Jan 31, 2004|
Down...but not out!
It was yet another week of profit booking on the bourses, as both the indices continued to move into reverse gear and lost about 2% each. With corporate India having continued to deliver good December quarter results, the losses this week on the bourses was primarily a factor of profit booking, which has been prevailing in the markets for some time now. With losses in the current week, this is the first time in this rally (which began in late April 2003) that the indices have lost for 3 consecutive weeks. Over the last 3 weeks, while the BSE-Sensex has lost 7.1%, the NSE-Nifty has corrected downward by 8.5%.
It was a shortened trading week on account of the holiday on Monday (Republic Day). However, Tuesday saw the continuance of buying euphoria that was witnessed last Friday when the indices had gained by about 4% each in a single day. Tuesday saw the Sensex once again cross the 6,000 mark in the closing hours of trade, albeit closing marginally below the coveted level. Early buying on Wednesday gave investors the feeling that the indices were back on track after two weeks of losses only to prove them wrong once again. From thereon till close on Friday, amidst significant volatility, the indices headed only in one direction – that was down!
With India Inc. having continued to deliver splendid results and Foreign Institutional Investors (FIIs) continuing to pump in money into Indian equities, the correction witnessed was largely owing to profit booking, as retail investors abstained from buying and rather preferred to stay on the sidelines and play the wait-and-watch game. This was also evident from the trend in the futures & options (F&O) segment, which had its settlement on Thursday this week, wherein investors chose not to roll over their positions. The reason for this apprehension amongst investors could be due to factors like increased volatility being witnessed on the bourses, increase in margins imposed by the regulator last week and the general elections, which are round the corner.
Top 5 gainers over the week
However, amidst the all round weakness witnessed on the bourses, there were some stocks that managed to buck the general market trend and close the week with substantial gains (see table above).
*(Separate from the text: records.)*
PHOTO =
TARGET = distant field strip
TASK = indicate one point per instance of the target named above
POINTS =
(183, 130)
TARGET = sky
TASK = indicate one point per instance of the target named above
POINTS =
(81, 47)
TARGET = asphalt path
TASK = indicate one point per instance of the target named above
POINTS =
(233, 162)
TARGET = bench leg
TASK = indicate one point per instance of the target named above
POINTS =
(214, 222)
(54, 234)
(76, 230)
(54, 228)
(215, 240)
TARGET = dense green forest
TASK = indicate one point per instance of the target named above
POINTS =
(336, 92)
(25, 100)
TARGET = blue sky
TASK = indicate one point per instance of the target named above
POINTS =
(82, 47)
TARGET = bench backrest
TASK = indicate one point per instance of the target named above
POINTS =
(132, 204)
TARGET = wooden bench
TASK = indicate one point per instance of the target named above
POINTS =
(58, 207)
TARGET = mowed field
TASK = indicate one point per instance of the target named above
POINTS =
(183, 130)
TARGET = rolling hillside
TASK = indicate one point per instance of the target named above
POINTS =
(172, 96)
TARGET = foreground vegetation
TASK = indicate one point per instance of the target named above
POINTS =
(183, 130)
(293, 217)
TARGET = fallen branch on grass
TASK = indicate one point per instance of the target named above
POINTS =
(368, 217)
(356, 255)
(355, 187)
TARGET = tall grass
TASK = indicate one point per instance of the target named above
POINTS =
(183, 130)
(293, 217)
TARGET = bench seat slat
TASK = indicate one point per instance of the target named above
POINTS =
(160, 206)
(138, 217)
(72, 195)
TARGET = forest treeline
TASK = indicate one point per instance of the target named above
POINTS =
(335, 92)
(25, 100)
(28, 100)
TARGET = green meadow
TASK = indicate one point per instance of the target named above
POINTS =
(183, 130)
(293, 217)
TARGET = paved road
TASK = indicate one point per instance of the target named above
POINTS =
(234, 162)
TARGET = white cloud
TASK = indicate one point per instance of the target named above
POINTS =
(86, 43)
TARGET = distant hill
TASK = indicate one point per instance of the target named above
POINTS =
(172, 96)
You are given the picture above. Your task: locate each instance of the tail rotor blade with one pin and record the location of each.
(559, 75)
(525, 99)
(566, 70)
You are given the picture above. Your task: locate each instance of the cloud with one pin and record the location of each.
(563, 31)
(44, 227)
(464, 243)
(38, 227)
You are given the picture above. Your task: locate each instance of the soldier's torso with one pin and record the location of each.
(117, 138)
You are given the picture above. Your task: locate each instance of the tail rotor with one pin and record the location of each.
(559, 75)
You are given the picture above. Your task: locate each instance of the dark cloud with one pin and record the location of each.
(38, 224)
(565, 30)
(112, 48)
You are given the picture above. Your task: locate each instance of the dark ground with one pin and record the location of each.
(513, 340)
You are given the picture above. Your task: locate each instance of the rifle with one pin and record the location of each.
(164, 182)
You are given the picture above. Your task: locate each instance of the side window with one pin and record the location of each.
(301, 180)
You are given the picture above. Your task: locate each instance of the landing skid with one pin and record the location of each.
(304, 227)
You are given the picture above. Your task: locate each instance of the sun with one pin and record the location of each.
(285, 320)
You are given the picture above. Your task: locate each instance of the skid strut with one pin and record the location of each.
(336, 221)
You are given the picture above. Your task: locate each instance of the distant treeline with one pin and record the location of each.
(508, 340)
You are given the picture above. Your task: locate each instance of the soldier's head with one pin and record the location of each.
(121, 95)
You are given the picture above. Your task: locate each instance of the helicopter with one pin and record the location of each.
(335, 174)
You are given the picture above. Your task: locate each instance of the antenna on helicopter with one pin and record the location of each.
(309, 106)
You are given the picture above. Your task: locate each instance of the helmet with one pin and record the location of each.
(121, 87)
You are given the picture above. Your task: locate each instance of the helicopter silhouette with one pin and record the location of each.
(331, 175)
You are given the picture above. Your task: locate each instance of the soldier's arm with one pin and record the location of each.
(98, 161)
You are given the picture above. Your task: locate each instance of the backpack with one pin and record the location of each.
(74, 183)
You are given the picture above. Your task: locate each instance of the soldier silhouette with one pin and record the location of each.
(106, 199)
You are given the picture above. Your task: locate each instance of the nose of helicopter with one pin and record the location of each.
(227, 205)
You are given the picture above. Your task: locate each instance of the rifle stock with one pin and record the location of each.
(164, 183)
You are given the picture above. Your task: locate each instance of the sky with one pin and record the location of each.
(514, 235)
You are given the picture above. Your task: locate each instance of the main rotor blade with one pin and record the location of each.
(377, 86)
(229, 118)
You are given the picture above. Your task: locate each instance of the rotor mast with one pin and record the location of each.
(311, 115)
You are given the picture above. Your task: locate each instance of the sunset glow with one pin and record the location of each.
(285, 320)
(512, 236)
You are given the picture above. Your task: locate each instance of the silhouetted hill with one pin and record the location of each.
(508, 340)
Amongst the key gainers this week was Tata Motors, which appreciated by 11% over the week. The reason for the gains can be attributed to the spectacular December quarter results declared by the company wherein it posted a 179% jump in bottomline on the back of a 55% growth in topline. The operating margins during the quarter also improved by 130 basis points over the corresponding quarter last year. The topline spurt was a factor of a 47% rise in commercial vehicle (CV) sales and a 60% rise in car unit sales during 3QFY04. Read full analysis
Top 5 losers over the week
On the other hand, amongst the key losers this week was the textiles major, Arvind Mills, which lost 15% during the week. The stock lost ground post the announcement of its 3QFY04 results, which were quite disappointing. The company's bottomline slumped 48% on the back of a 7% fall in topline. The primary reason for the fall in profits was the higher input costs, especially that of cotton, which, according to the company, is likely to continue affecting its margins for the next few quarters.
One sector, which was particularly out of favour this week, was the software sector. It must be noted that despite the good set of December quarter numbers declared by software companies and promising outlook, the sector witnessed a bout of selling. While stocks seemed to re-align closer to valuations they deserve, another important cause, which seemed to have turned the sector out of favour, was the news of increasing protectionism against the Indian IT sector from developed economies like the US and the UK.
The US senate recently introduced a bill (not yet a law) that bans outsourcing of US government contracts. Further, the backlash against outsourcing continued with two Colorado lawmakers introducing bills that will deny state contracts to companies that move out jobs to India and other countries. While the former step in itself is not a big setback to the outsourcing story for India as, according to estimates, US government contracts form a mere 2% of India's total software and BPO exports, this development could further fuel the rising wave of protectionism. Some key losers.
With the results season coming to an end this week, investors, analysts and research houses would now start to concentrate on the future growth prospects of the economy at large and India Inc. in particular. With the current ruling government’s vote-on-account for the interim general budget next week and elections not far away, the mood on the bourses could be of cautious optimism, albeit not without its share of volatility, till a clear picture emerges post the general elections. However, it must be noted that such corrections in the market are only short-term phenomena and the longer-term growth story of India Inc. continues to remain promising on the back of reasons discussed time-and-again like outsourcing, manufacturing competitiveness and the current reforms underway in the country.